Die Bundesregierung von ÖVP und Grünen betont zwar stets die Bedeutung von Bildung für die junge Generation. Dennoch muss sie sich nach der Budgetrede von Finanzminister Magnus Brunner (ÖVP) und dem Publikwerden der detaillierten Zahlen des Staatshaushaltes für 2023 von Seiten der Universitäten herbe Kritik gefallen lassen. Die Rektoren sind ungehalten, weil sie trotz stark gestiegener Energie- und Heizkosten nicht einmal die Hälfte der geforderten Hilfszahlungen erhalten.

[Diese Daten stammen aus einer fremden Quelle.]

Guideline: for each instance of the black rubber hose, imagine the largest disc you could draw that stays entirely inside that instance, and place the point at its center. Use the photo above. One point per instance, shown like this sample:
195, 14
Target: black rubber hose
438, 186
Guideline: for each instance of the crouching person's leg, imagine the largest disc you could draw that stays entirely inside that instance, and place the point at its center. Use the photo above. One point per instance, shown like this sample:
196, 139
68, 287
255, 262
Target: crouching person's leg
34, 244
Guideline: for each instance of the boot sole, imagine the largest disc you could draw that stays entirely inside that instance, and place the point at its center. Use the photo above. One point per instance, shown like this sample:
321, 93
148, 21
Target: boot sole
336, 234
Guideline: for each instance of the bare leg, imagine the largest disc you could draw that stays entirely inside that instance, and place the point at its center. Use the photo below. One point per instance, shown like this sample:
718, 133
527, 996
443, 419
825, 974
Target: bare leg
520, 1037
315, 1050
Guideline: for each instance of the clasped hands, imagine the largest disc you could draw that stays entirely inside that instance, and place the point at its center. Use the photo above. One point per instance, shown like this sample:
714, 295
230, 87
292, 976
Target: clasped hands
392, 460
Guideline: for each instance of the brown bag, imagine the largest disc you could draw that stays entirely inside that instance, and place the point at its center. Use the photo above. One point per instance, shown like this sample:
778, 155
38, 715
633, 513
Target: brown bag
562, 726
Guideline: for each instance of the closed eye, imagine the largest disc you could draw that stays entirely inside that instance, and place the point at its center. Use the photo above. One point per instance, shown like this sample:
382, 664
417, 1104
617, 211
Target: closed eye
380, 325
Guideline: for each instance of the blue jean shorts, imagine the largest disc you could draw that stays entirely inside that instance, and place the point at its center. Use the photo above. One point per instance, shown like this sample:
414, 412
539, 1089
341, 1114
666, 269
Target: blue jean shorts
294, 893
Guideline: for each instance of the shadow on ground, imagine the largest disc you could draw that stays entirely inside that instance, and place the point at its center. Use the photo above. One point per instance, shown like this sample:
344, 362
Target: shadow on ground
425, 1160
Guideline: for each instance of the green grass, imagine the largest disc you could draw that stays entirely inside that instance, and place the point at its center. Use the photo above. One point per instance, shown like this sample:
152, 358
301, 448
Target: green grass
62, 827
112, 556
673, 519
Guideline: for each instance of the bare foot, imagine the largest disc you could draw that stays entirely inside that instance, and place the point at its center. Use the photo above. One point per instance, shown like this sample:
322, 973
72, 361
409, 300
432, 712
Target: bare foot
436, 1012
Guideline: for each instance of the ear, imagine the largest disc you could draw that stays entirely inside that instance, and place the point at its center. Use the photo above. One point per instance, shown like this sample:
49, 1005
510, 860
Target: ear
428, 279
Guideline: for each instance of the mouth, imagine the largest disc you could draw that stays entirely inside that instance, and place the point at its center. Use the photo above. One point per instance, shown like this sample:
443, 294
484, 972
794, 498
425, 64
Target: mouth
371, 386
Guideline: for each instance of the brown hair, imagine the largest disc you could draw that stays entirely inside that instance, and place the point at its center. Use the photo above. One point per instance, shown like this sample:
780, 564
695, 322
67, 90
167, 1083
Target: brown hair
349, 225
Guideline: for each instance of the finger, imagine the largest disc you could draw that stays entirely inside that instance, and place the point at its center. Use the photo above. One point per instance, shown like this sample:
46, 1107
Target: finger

"Massive Einschnitte" stehen bevor

Dass die österreichischen Universitäten trotz wiederholter "Hilferufe" weniger als die Hälfte der dringend benötigten Zusatzfinanzierung von rund 1,2 Milliarden Euro für die geltende Leistungsvereinbarungsperiode von 2022 bis 2024 vom Finanzministerium erhalten – es seien nunmehr 500 Mio. Euro für diesen Zeitraum – kommentiert uniko-Präsidentin Sabine Seidler, Rektorin an der Technischen Universität Wien, schonungslos als einen "schwarzen Tag für die Wissenschaft in Österreich". Für sie ist damit ein schmerzhafter Rückbau an den Universitäten unausweichlich ist: "Es ist sehr enttäuschend, dass uns diese Entscheidung massive Einschnitte abverlangt und uns faktisch um Jahre, wenn nicht gar Jahrzehnte zurückwirft", betont Seidler in einer Aussendung Mittwochmittag.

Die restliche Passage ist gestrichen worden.